Neurotrophins control the neuronal survival via two types of receptors: the tropomyosin-related kinase (Trk) family of high-affinity tyrosine kinase receptors predominantly transmits prosurvival signals, while the low-affinity p75 neurotrophin receptor (p75^NTR) mainly transmits anti-survival signals (Casaccia-Bonnefil et al., 1999, Blum and Konnerth, 2005). In the murine neuroretina, several cell types such as Müller, amacrine, and retinal ganglion cells express the tropomyosin-related kinase B (TrkB) receptor for BDNF, whereas photoreceptors do not (Rohrer et al., 1999, Wahlin et al., 2000, Harada et al., 2011, Shen et al., 2012). Likewise, BDNF cannot exert its effects directly on most photoreceptors of the rat retina because they do not express BDNF receptors (Suzuki et al., 1998, Wahlin et al., 2001, Asai et al., 2007).

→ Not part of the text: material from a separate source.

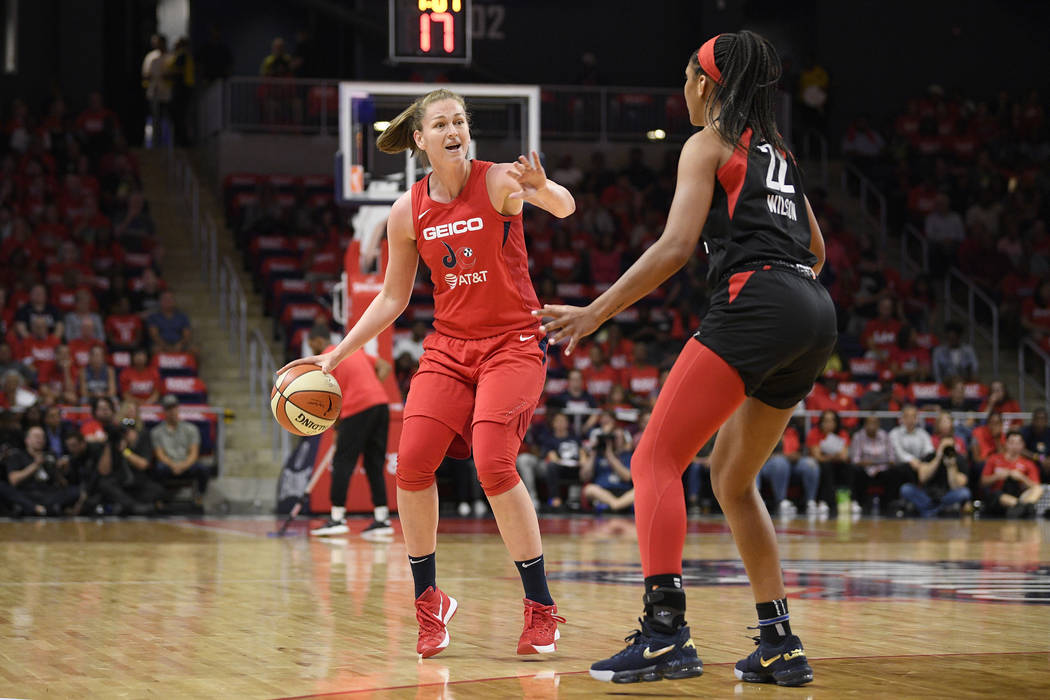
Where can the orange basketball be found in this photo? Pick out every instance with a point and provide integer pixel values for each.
(306, 401)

TrkB is expressed by green–red cones (Di Polo et al., 2000, Grishanin et al., 2008) which represent less than 1% of all photoreceptors of the rat retina (Szél and Röhlich, 1992). Activation of p75^NTR was suggested to have either pro- or antisurvival effects in the retina, in dependence on the experimental model studied (Wexler et al., 1998, Harada et al., 2000, Harada et al., 2002). NGF acting at p75^NTR was suggested to decrease the production of bFGF by Müller cells resulting in increased photoreceptor apoptosis (Harada et al., 2000). In another study, BDNF was suggested to promote the survival of bipolar cells through activation of p75^NTR on Müller cells and subsequent secretion of bFGF from Müller cells which directly rescues bipolar cells (Wexler et al., 1998).

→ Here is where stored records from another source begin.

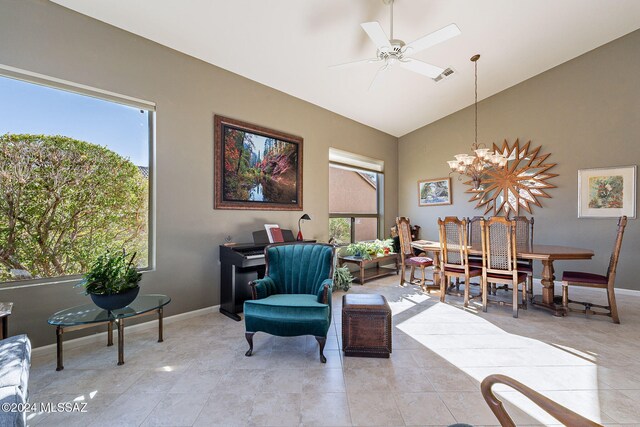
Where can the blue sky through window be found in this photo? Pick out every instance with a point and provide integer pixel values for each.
(35, 109)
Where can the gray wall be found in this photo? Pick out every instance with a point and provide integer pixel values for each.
(585, 112)
(45, 38)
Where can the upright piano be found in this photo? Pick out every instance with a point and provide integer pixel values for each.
(239, 265)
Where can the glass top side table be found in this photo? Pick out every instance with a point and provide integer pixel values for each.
(90, 315)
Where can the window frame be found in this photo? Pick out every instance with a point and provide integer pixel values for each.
(105, 95)
(379, 215)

Development of tissue edema is a major complication of ischemic–hypoxic and inflammatory retinal diseases including exudative age-related macular degeneration, diabetic retinopathy, uveitis, and artherosclerotic vascular retinal disorders. In uveitis and diabetic retinopathy, retinal edema is the major cause of visual deterioration (Bresnick, 1983, Rothova et al., 1996). In addition to the breakdown of the blood-retinal barrier (vasogenic edema), osmotic swelling of retinal neurons and glial cells (cytotoxic edema) may contribute to the development of edema and neurodegeneration in the retina (Bringmann et al., 2005). Water accumulation in Müller glial cells was found in various animal models of retinal ischemia-hypoxia and diabetic retinopathy (Stepinac et al., 2005, Kaur et al., 2007, Kumar et al., 2013).

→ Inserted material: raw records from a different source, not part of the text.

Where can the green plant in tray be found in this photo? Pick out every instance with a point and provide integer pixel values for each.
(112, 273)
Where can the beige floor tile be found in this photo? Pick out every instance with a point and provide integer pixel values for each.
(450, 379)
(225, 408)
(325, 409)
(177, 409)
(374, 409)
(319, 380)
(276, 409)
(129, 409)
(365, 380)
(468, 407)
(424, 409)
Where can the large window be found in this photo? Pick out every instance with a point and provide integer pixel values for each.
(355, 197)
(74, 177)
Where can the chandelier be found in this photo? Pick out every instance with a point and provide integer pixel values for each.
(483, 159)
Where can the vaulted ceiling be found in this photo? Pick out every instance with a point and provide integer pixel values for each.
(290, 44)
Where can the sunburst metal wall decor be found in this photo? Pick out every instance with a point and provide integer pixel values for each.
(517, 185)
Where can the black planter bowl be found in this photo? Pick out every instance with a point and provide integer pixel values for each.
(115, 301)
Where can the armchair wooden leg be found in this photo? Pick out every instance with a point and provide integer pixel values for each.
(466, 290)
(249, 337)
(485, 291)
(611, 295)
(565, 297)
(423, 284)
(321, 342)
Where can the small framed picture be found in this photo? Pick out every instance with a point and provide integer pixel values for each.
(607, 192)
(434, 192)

Hypoosmolarity of the extracellular fluid is a characteristic of intense neuronal activity in the retina (Dmitriev et al., 1999). Normally, Müller cells do not swell in hypoosmotic stress (Pannicke et al., 2004), suggesting that they possess endogenous volume-regulatory mechanisms that prevent osmotic cell swelling. Müller cell volume regulation was shown to depend on the passive transmembrane potassium flux (Pannicke et al., 2004) and activation of an endogenous glutamatergic–purinergic signaling cascade (Uckermann et al., 2006, Wurm et al., 2008). Various neuroprotective factors including vascular endothelial growth factor (VEGF), erythropoietin, osteopontin, and NGF activate this signaling cascade (Wurm et al., 2008, Krügel et al., 2010, Wahl et al., 2013, Garcia et al., 2014), suggesting that inhibition of cytotoxic Müller cell swelling might represent one neuroprotective mechanism. Because water accumulation in retinal glial and neuronal cells is a pathogenic factor involved in retinal degeneration under ischemic–hypoxic and inflammatory conditions (Bringmann et al., 2005), we determined whether BDNF influences the osmotic swelling of rat Müller and bipolar cells.